Вообще, я многого не понимаю в своем друге. Например, для чего он стал покупать вагонку у этого хмыря. Какие-то странные (для меня) ностальгические воспоминания о поре позднего застоя, когда подрабатывал строительством дач для будущих бизнесменов, каковые, теперь в таких услугах не нуждаются…

 

«Maman, я говорил с моим народом…»

В общем, погрузили мы с хмырем и его то ли работниками, то ли сыновьями эту вагонку в пикап моего друга-приятеля Леши. Леша принялся отслюнивать купюры. Хмырь стоял рядом и что-то невнятно болботал. Я понял лишь, что он хочет получить больше оговоренной суммы, поскольку участвовал в погрузке.

Леша молчал, потом протянул деньги и мрачно сказал: «Знаешь, пошел ты на …».  Хмырь отшатнулся и с уважением изрек: «А, ну это другое дело… Так бы сразу и сказал…». Мы отъехали. «О! – усмехнулся Леша. – Понял? Пароль!
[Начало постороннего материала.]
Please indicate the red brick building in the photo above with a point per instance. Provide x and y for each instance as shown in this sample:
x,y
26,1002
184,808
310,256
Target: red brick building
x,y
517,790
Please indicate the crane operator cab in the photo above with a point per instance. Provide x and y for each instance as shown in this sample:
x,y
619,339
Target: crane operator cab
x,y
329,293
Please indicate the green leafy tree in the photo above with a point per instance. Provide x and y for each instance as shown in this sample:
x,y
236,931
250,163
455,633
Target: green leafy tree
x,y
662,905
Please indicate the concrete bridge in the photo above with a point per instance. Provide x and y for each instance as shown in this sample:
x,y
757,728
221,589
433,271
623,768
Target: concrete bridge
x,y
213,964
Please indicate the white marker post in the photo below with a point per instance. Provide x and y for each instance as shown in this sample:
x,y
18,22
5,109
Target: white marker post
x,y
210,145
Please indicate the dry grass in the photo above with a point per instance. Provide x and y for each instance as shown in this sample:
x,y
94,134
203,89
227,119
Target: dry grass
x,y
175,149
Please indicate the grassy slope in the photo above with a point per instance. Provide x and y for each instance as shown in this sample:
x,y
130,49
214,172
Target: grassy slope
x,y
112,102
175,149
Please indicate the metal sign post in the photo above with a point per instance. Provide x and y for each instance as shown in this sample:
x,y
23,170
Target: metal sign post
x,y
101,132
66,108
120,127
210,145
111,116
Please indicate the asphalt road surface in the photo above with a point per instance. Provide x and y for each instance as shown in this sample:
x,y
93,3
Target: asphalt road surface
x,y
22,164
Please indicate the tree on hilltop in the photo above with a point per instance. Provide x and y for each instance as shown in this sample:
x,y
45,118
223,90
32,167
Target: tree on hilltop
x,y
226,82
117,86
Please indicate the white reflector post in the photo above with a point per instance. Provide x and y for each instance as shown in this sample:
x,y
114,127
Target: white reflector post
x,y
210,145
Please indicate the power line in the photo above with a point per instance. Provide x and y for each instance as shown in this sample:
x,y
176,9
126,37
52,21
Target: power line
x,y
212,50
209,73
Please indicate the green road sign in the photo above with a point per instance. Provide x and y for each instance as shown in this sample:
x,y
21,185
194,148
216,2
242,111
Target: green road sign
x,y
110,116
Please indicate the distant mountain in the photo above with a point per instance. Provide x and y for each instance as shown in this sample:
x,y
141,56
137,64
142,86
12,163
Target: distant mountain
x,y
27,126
Волшебное слово».

«М-да, - вздохнул я, - это мне напомнило историю с Всеволодом Вишневским и его мамой… Был такой талантливый советский драматург и хороший советский редактор хорошего дворянского происхождения…» - «Ничего хорошего, - отрезал Леша, - чушь писал…» - «Ты слишком строг, - возразил я, - даже гадкий его “Незабываемый 1919-й” драматургически выстроен безукоризненно». Леша поморщился: «Ну, ты умеешь разбираться в сортах дерьма…»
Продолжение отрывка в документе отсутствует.